WhatsApp has signalled an intent to appeal the decision.

In a draft ruling, the DPC initially did not propose issuing a fine for the GDPR transparency breaches it identified.

However, it has now moved to impose the sanction on the direction of the European Data Protection Board (EDPB), which reviewed the commission’s original findings.

The commission has also directed the Meta-owned instant messaging service to bring its data processing operations into compliance within six months.

The DPC fined WhatsApp 225 million euro over transparency breaches in a previous case.

The latest fine comes after a WhatsApp user complained about how the app had asked users to agree to accepting its updated terms of service when GDPR came into effect in May 2018.

At the time, WhatsApp Ireland informed users that if they wanted to use the app they had to click “agree and continue” to accept the terms of service and, if they declined to do so, then they would be unable to access it.

The user argued WhatsApp was “forcing” them to consent to the processing of their personal data for service improvement and security.

The complainant contended that was a GDPR breach.

While the forced consent claim was not upheld by the DPC, it found that WhatsApp was in breach of its obligations in relation to transparency.

However, as the commission had imposed the “very substantial fine” of 225 million euro on WhatsApp in 2021 for similar and other transparency breaches, it did not initially propose issuing another fine.

WhatsApp Ireland had argued that acceptance of the updated terms of service saw the user enter a contract with it.

It further contended that the processing of users’ data in connection with the delivery of its service was necessary for the performance of that contract, and that included the provision of service improvement and security features.

The DPC initially ruled that GDPR did not preclude WhatsApp Ireland’s reliance on the contract legal basis it asserted.

After some other data watchdogs in Europe disagreed with this aspect of the DPC’s draft determination, the commission referred the matter to the EDPB to issue a final resolution.

The EDPB’s binding determination backed the DPC’s findings in relation to transparency and also identified a further breach.

However, it disagreed on the contract legal basis issue, ruling that WhatsApp Ireland was not entitled to rely on it as providing a lawful basis for its processing of personal data for the purposes of service improvement and security.

The DPC has adopted the EDPB’s resolution, resulting in the 5.5 million being imposed for the additional transparency breach identified.

The EDPB has also directed the DPC to conduct a fresh investigation into WhatsApp Ireland’s “processing operations” to determine compliance with GDPR.

However, the commission has challenged whether the EDPB has the authority to direct such an investigation and said the move may involve “overreach”.

The DPC is set to bring an action for annulment before the Court of Justice of the European Union in order to seek the setting aside of the EDPB’s direction.

The fine is the latest in a series of sanctions imposed on Meta-owned services by the DPC in recent times.

Earlier this month, Meta was fined 390 million euro for breaches of EU data privacy rules relating to Facebook and Instagram.

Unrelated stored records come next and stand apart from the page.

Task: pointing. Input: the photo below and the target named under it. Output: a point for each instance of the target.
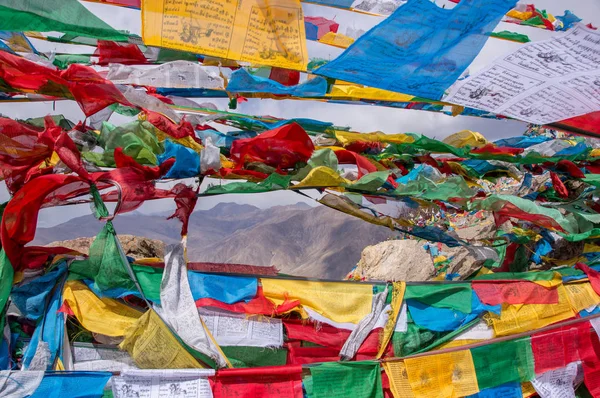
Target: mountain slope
(297, 239)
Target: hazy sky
(359, 118)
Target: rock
(133, 246)
(396, 260)
(467, 260)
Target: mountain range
(298, 239)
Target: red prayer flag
(81, 83)
(263, 382)
(519, 292)
(185, 200)
(557, 348)
(329, 336)
(497, 150)
(111, 52)
(282, 147)
(593, 276)
(558, 185)
(181, 130)
(571, 168)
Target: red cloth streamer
(557, 348)
(134, 186)
(82, 83)
(517, 292)
(329, 336)
(571, 168)
(558, 185)
(259, 305)
(286, 77)
(593, 276)
(185, 200)
(589, 352)
(264, 382)
(497, 150)
(361, 162)
(111, 52)
(509, 211)
(282, 147)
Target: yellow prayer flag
(516, 318)
(336, 40)
(258, 31)
(464, 138)
(322, 176)
(446, 375)
(398, 377)
(398, 290)
(99, 315)
(347, 138)
(340, 302)
(366, 93)
(152, 345)
(581, 296)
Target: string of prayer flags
(67, 16)
(271, 34)
(338, 379)
(418, 50)
(267, 382)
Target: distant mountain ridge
(298, 239)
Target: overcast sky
(359, 118)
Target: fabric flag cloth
(82, 83)
(109, 52)
(282, 147)
(67, 16)
(243, 30)
(31, 297)
(508, 390)
(557, 382)
(557, 348)
(178, 309)
(19, 383)
(515, 292)
(537, 91)
(72, 384)
(243, 82)
(98, 315)
(445, 375)
(176, 74)
(232, 329)
(316, 27)
(265, 382)
(188, 383)
(501, 363)
(152, 345)
(47, 340)
(364, 327)
(340, 302)
(419, 50)
(341, 379)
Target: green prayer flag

The DPC and EDPB both adopted the same opposing stances on the contract legal basis issue in those cases as well.

Responding to the latest DPC ruling, a spokeswoman for WhatsApp said: “WhatsApp has led the industry on private messaging by providing end-to-end encryption and layers of privacy that protect people. We strongly believe that the way the service operates is both technically and legally compliant.

“We rely upon contractual necessity for service improvement and security purposes because we believe helping keep people safe and offering an innovative product is a fundamental responsibility in operating our service.

“We disagree with the decision and we intend to appeal.”